For the first real run against a low-risk ticket:

  1. Pick a small ticket (docs fix, small refactor, no external deps).
  2. Set dispatch mode in .catalyst/config.json:
    { "catalyst": { "orchestration": { "dispatchMode": "phase-agents" } } }
  3. Verify session_metrics populates with a single test session before committing to a full run. The orchestrator’s monitor loop calls update-dashboard.sh --roll-usage on every wake-up, which sweeps both workers/<TICKET>.json (legacy) and workers/<TICKET>/phase-<NAME>.json (phase-agents) and writes through to signal + state + DB. If cost_usd is still 0 after a phase reaches status: "done", check ${ORCH_DIR}/.roll-usage.logbg-state-missing or jsonl-missing action codes point at a stale or relocated ~/.claude/jobs/<bg>/state.json; extract-failed points at the extract-cost-from-jsonl.sh script. You can manually flush a single phase with orchestrate-roll-usage.sh --orch <orch-id> --ticket <TICKET> --phase <NAME> -v to validate the data path independently.
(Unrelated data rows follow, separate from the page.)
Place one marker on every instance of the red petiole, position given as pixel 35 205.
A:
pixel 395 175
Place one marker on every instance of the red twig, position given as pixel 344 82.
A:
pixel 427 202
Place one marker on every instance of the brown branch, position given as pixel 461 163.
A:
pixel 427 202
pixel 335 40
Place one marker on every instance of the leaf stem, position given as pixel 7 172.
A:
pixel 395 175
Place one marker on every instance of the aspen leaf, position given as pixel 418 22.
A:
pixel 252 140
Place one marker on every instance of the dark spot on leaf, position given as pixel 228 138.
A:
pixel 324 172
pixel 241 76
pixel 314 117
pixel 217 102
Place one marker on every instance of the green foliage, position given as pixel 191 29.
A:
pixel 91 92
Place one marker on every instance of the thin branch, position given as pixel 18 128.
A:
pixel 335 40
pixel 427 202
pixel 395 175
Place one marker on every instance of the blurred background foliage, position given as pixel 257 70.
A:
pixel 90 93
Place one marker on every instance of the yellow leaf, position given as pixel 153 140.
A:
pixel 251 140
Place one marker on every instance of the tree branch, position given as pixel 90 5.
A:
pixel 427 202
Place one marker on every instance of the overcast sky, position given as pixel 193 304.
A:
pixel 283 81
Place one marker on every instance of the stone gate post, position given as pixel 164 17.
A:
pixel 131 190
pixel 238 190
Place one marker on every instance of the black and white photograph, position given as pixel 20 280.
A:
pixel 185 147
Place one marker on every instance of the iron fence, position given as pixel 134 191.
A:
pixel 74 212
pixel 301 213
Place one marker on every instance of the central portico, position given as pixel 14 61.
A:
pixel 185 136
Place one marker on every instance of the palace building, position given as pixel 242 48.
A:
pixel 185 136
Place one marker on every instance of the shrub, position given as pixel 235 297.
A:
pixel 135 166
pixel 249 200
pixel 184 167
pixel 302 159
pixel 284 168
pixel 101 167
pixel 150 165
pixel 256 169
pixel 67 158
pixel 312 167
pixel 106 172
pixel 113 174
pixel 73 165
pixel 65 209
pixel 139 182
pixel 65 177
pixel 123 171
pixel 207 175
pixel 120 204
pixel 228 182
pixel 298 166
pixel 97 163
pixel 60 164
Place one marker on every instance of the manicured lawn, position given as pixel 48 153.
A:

  4. Dispatch the orchestrator:
    Terminal window
    /catalyst-dev:orchestrate <TICKET> --auto-merge --max-parallel 1
  5. Watch the HUD through to merge. Expect 9 phase.<name>.complete.<TICKET> events in catalyst-events tail.
  6. Pull cost data via the SQL query above. Compare per-phase numbers to the projection table; deltas >1.5× warrant tightening the relevant phase’s turn cap or trimming its system prompt.